The 57km (35-mile) twin-bore Gotthard base tunnel will
provide a high-speed rail link under the Swiss Alps between northern and
southern Europe.
Switzerland says it will revolutionise European freight
transport.
Goods currently carried on the route by a million lorries a
year will go by train instead.
Switzerland's engineering triumph
The tunnel will overtake Japan's 53.9 km Seikan rail tunnel
as the longest in the world and push the 50.5 km Channel Tunnel linking the UK
and France into third place.
German Chancellor Angela Merkel, French President Francois
Hollande and Italy's Prime Minister Matteo Renzi are due to attend the grand
opening.
"It is just part of the Swiss identity," federal
transport office director Peter Fueglistaler told Reuters news agency.
"For us, conquering the Alps is like the Dutch
exploring the oceans."
The project, which cost more than $12bn to build, was
endorsed by Swiss voters in a referendum in 1992. Voters then backed a proposal
from environmental groups to move all freight travelling through Switzerland
from road to rail two years later.
The completed tunnel travels up to 2.3 km below the surface
of the mountains above and through rock that reaches temperatures of 46C.

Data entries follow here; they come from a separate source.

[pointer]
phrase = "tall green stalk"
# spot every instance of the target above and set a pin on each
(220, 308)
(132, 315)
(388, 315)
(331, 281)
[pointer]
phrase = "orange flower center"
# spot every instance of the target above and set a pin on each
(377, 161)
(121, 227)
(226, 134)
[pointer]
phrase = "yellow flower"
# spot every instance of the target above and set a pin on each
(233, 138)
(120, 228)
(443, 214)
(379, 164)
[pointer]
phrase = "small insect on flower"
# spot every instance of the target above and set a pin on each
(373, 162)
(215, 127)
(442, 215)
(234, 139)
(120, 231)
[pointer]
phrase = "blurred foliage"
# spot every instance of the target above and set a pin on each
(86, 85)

Engineers had to dig and blast through 73 different kinds of
rock, some as hard as granite and others as soft as sugar. More than 28m tonnes
of rock was excavated. Nine workers died during the work.
About 260 freight trains and 65 passenger trains will go
through the tunnel every day.
Now the completed tunnel - delivered on time and within
budget - will create a mainline rail connection between Rotterdam in the
Netherlands and Genoa in Italy.
When full services begin in December, the journey time for
travellers between Zurich and Milan will be reduced by an hour to two hours and
40 minutes.
Its trajectory will be flat and straight instead of winding
up through the mountains like the old rail tunnel and a road tunnel opened in
1980.
About 260 freight trains and 65 passenger trains will pass
through the tunnel in as little as 17 minutes.
The tunnel is being financed by value-added and fuel taxes,
road charges on heavy vehicles and state loans that are due to be repaid within
a decade.
Swiss bank Credit Suisse has said is economic benefits will
include the easier movement of goods and increased tourism.